Brexit a setback for UK government’s Royal Bank of Scotland sale
BY STEPHEN MORRIS JULY 04 2016, 14:03
Picture: AFP PHOTO / JUSTIN TALLIS
LONDON — The British government’s sale of its stake in Royal Bank of Scotland (RBS) has been delayed by at least two years after the UK voted to leave the EU, according to CEO Ross McEwan.
"This will be a setback, let’s be quite honest, I think at least a couple of years we’ll be pushed back because of it," McEwan told LBC radio in an interview on Monday. "You are seeing a slowdown. We’re predicting growth in GDP will slip this year."
A Brexit-induced economic slump is the latest headache for Chancellor of the Exchequer George Osborne, who has planned to raise about £25bn disposing of the UK’s stake in RBS by 2020. The bank has been hampered by billions of pounds of misconduct costs, a delayed spin out of its Williams & Glyn unit and a plunging share price. The UK owns about 72% of the lender, which has made a loss every year since receiving a £45.5bn taxpayer-funded bailout amid the 2008 banking crisis.

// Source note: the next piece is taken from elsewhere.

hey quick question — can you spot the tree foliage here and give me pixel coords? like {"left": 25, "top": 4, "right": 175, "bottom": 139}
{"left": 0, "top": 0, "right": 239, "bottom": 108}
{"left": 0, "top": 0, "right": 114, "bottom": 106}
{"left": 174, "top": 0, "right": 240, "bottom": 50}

RBS gained 1.3% to £1.72 at 10.13am in London trading, paring its retreat this year to 43%. The bank is trading at less than half the government’s £4.07 a share break-even price.
McEwan said his economists estimate GDP growth falling to 1.6% this year from a previous estimate of 2%, dropping to 0.8% in 2017.While he does not predict a recession, "until we get certainty in the economy, people will hold back on investments," he said.
"We have been knocked around by interest rates lower for longer, therefore investors are saying ‘your returns won’t be as good’," McEwan said. "This bank will produce a very good return as we go into 2018, we’ll get ourselves up to a 12%-plus return on equity, even though we have got more capital."
McEwan said he "welcomed" the government’s proposal to lower the corporate tax rate to 15% to mitigate the economic impact of Brexit, after the pound lost 11% of its value since the referendum and as other EU nations seek to lure business from the UK.
"One of the key things to me is holding onto passporting," McEwan said,referring to the agreement that lets companies based in London do unrestricted business throughout the single EU market. "If we don’t get passporting it’s inevitable some jobs will disappear, but from our perspective it will only be tens" because the bank is focused on the UK and Ireland, he said.
JPMorgan Chase & Company has said it may have to move as many as 4,000 jobs from the UK after Brexit, while HSBC could transfer up to 1,000 investment bankers to Paris after the decision.